Judge Barbier Issues an Order Scolding Counsel for BP for Lack of Professionalism in Their Latest Attempt to Undermine their Own Settlement Agreement

by Justin Chopin

On Friday, November 22, 2013, Judge Barbier issued an order amending his November 15, 2013 order denying BP’s “Motion to Amend Scheduling Order re: BEL Remand and Preliminary Injunction Relating to BEL Claims” with reasons. This order denied BP’s latest attempt to renegotiate the issue of causation for BP claims. BP agreed to and approved the rules concerning causation and confirmed that approval in later hearings before Barbier and the 5th Circuit. Now, BP has asked the court to enjoin the Claims Administrator and the Settlement Program from paying any business claim unless the Claims Administrator has determined an “actual causal connection” between a claimant’s loss and the oil spill.

As a practical matter and in response to BP, Barbier explained that “in the context of a class-wide settlement program, involving claims by tens of thousands of claimants, it would be infeasible to expect or require every claimant to prove actual or factual causation. . . “Doing so would require thousands of individual trials of causation, defeating the whole purpose and intent of a class settlement.”

Barbier pointed out that “BP was a party to the settlement, helped to draft the Settlement Agreement, did not object to or appeal either class certification or approval of the settlement, and in fact strenuously advocated for approval of the settlement. Notably, the Settlement Agreement itself requires the parties to the Agreement, including BP, to “support the final approval and implementation of this Agreement and defend it against objections, appeal or collateral attack.” [Settlement Agreement § 17.1, p.81, Rec. Doc. 6430-1] Nonetheless, BP has made written and oral arguments against its own Settlement Agreement.”

If there is any question that BP has completely changed its position in an effort to subvert the agreement one need only recall the Final Fairness Hearing on November 8, 2012, where Richard Godfrey, the lead attorney and negotiator for BP, in advocating for the approval of the settlement, made the following comments regarding the causation requirements:

We have presumed causation in Zone A. We’ve presumed causation. It’s irrebuttable. You know as well as I do, Your Honor, how many people come in and think they have got a claim damage for economic loss; but, when the facts come out, they had a bad year because they lost their key manager, they had a bad year because the street was being repaired in front of them, whatever reason. . . .We’re presuming causation for whole sections of the settlement class depending on where you reside and the nature of your business.
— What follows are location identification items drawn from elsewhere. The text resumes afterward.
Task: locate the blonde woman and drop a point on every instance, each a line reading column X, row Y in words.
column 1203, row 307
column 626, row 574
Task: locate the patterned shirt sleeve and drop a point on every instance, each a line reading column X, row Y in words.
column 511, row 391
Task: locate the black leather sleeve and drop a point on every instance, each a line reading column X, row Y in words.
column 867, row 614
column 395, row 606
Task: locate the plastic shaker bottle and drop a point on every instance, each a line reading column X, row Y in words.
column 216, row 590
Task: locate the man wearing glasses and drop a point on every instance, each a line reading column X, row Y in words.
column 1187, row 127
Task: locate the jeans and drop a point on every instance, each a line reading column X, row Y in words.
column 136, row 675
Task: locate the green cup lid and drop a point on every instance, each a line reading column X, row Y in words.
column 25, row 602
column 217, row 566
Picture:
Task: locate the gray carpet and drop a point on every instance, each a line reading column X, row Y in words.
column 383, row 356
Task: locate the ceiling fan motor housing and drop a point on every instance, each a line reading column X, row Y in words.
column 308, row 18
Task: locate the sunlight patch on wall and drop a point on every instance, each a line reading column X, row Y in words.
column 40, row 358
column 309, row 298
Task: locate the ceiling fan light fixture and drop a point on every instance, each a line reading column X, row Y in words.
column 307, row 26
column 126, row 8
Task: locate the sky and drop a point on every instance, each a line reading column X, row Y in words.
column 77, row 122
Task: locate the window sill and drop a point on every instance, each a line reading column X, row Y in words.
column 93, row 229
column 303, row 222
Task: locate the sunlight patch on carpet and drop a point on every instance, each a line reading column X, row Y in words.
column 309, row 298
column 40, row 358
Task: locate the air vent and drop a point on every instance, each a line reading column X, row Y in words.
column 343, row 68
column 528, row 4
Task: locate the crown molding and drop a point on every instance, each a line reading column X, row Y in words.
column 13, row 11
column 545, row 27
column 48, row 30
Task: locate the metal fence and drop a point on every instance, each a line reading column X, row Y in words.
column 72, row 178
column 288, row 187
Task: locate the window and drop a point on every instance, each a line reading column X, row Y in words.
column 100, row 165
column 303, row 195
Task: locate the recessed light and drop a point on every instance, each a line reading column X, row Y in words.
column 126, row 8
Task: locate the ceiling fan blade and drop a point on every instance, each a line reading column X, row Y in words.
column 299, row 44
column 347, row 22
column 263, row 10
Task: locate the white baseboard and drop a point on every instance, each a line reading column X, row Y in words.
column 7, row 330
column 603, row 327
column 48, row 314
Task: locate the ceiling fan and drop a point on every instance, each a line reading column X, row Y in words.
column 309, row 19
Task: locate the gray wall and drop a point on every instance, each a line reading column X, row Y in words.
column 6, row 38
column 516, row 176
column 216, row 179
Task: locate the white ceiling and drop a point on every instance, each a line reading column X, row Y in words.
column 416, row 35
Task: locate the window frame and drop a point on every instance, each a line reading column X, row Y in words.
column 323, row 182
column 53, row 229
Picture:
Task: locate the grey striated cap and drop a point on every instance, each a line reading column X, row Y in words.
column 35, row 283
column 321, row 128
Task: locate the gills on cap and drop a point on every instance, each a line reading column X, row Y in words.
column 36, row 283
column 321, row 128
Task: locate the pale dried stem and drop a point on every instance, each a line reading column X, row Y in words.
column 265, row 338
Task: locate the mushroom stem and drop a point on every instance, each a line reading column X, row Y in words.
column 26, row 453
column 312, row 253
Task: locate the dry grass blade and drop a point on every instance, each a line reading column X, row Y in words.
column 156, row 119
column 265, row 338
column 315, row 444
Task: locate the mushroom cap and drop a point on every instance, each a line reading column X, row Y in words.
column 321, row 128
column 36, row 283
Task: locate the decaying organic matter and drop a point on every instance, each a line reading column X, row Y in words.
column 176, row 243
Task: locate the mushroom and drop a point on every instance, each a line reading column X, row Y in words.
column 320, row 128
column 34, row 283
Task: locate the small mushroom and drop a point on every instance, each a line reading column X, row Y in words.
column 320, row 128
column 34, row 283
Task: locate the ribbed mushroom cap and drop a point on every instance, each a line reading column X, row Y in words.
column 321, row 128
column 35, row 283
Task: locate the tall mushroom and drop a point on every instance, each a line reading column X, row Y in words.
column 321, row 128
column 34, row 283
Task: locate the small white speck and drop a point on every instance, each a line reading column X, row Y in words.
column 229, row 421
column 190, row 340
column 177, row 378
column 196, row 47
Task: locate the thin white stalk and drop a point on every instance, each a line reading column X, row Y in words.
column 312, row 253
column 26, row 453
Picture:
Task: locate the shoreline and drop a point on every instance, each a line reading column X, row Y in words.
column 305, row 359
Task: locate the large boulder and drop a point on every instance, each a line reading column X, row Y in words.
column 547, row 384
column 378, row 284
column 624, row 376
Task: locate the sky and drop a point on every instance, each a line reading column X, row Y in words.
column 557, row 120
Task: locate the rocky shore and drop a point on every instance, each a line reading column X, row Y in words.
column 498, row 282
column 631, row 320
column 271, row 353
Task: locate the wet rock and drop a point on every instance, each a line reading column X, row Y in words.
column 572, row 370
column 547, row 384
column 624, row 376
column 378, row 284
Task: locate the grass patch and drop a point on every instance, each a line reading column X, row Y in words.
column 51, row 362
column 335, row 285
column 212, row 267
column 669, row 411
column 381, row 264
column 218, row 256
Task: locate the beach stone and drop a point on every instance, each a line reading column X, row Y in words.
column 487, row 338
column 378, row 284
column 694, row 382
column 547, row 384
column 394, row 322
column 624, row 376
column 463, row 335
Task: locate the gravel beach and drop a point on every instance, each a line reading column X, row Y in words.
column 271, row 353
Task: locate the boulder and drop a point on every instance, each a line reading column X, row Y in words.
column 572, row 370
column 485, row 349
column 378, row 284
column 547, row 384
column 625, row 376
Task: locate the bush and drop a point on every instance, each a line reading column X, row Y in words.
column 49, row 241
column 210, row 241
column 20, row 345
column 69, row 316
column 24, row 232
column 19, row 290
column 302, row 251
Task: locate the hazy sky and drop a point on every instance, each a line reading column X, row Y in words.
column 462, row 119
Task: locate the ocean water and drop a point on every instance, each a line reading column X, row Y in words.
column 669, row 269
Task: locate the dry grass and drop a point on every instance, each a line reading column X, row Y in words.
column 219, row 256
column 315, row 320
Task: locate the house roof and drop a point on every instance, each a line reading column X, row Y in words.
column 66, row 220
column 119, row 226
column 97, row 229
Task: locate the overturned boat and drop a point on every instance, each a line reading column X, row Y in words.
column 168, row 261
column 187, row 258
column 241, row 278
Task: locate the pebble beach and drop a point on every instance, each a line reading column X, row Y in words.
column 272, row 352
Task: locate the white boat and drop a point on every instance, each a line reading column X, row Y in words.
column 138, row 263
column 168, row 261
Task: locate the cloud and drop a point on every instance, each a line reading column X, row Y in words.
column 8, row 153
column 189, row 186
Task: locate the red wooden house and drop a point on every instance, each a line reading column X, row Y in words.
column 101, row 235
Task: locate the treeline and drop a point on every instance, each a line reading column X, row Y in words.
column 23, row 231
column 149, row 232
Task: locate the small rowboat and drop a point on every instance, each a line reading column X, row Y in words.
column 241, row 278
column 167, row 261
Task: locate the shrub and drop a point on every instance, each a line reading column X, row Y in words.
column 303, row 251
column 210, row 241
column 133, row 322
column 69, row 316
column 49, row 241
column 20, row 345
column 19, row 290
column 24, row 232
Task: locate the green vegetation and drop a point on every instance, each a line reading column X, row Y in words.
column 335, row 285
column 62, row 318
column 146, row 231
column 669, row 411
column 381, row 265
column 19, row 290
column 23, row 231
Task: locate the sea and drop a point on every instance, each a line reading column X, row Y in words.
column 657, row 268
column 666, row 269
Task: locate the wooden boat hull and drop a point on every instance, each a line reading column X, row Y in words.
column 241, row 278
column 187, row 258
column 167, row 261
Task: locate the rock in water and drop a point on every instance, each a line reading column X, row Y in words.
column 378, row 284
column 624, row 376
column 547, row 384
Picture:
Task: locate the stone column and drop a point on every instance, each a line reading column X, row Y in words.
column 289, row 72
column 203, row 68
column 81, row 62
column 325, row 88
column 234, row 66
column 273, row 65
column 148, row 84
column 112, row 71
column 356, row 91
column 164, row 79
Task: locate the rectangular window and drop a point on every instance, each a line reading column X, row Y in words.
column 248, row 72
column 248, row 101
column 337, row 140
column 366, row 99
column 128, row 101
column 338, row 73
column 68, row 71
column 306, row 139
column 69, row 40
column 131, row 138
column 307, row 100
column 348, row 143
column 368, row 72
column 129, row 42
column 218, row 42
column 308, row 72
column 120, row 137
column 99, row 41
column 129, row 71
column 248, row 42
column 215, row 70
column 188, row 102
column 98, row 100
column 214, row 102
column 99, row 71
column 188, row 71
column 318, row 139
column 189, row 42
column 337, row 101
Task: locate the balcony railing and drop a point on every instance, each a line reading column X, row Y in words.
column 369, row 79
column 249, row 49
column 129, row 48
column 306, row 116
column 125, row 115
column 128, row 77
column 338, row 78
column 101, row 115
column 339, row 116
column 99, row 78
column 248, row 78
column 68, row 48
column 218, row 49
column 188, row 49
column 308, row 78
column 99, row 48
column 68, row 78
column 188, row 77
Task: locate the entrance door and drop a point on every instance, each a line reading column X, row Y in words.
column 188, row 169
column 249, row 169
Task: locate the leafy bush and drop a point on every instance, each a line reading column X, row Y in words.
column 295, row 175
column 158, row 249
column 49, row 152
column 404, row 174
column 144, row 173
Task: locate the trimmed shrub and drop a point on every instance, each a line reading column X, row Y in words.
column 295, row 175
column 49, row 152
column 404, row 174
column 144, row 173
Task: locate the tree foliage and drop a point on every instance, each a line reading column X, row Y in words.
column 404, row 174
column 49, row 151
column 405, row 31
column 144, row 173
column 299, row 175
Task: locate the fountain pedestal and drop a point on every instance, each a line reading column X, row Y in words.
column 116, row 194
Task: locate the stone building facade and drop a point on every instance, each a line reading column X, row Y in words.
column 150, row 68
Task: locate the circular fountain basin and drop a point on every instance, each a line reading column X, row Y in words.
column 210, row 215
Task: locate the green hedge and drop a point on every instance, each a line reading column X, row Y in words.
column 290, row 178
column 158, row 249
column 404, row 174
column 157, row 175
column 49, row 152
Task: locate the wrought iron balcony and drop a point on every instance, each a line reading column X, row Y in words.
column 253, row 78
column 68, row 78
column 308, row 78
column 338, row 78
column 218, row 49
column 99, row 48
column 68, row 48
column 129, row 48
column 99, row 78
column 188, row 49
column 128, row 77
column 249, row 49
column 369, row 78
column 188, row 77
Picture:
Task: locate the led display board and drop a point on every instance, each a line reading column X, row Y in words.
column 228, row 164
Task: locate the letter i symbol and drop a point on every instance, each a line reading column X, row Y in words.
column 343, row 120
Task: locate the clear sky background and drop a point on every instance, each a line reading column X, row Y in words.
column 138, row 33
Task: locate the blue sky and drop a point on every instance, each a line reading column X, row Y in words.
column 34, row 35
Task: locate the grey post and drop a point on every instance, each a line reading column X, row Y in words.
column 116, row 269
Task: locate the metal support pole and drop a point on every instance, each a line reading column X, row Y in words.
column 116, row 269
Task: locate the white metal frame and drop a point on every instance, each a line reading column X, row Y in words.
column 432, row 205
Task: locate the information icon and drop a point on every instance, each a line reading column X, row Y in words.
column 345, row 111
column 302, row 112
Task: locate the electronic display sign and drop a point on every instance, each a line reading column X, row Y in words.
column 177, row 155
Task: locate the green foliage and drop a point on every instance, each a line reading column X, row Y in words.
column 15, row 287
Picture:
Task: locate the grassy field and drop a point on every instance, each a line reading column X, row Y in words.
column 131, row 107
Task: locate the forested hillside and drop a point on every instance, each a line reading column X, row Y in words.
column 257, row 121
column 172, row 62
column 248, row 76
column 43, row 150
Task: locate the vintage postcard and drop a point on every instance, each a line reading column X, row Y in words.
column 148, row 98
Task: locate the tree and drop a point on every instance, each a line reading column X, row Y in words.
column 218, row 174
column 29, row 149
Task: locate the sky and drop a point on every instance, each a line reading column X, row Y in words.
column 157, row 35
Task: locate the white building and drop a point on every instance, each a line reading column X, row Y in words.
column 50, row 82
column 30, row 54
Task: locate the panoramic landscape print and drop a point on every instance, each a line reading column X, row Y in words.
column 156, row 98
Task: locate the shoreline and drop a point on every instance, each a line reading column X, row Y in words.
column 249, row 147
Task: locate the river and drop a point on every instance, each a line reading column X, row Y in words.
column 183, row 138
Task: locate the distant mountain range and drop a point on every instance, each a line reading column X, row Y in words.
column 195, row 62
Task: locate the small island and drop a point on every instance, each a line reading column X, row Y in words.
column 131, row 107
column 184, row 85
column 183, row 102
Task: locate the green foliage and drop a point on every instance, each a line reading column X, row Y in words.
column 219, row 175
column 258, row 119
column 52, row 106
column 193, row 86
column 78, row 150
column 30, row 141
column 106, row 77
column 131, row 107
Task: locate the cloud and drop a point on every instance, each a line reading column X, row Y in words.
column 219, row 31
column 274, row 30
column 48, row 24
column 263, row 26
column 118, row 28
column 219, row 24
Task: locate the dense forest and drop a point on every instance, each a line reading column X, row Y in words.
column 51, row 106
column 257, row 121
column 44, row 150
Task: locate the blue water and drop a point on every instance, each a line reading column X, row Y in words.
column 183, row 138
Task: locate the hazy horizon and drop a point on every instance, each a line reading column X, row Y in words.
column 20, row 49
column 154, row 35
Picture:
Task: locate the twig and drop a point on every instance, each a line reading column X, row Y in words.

Clearly growing tired of BP’s newest antics, the court stated that “[BP’s] actions are deeply disappointing, especially considering that the Court has previously appreciated and complimented the excellent cooperation and professionalism exhibited by all counsel in this extremely complex and difficult litigation. In any event, the undersigned is certain that causation is not an issue before this Court, and will not consider any pleadings requesting that it be made a subject of re-evaluation.” Barbier continues, “BP accuses the Claims Administrator of “rewriting” and “systematically disregarding” the Settlement Agreement. To the contrary, when it talks about causation, if anyone is attempting to rewrite or disregard the unambiguous terms of the Settlement Agreement, it is counsel for BP.”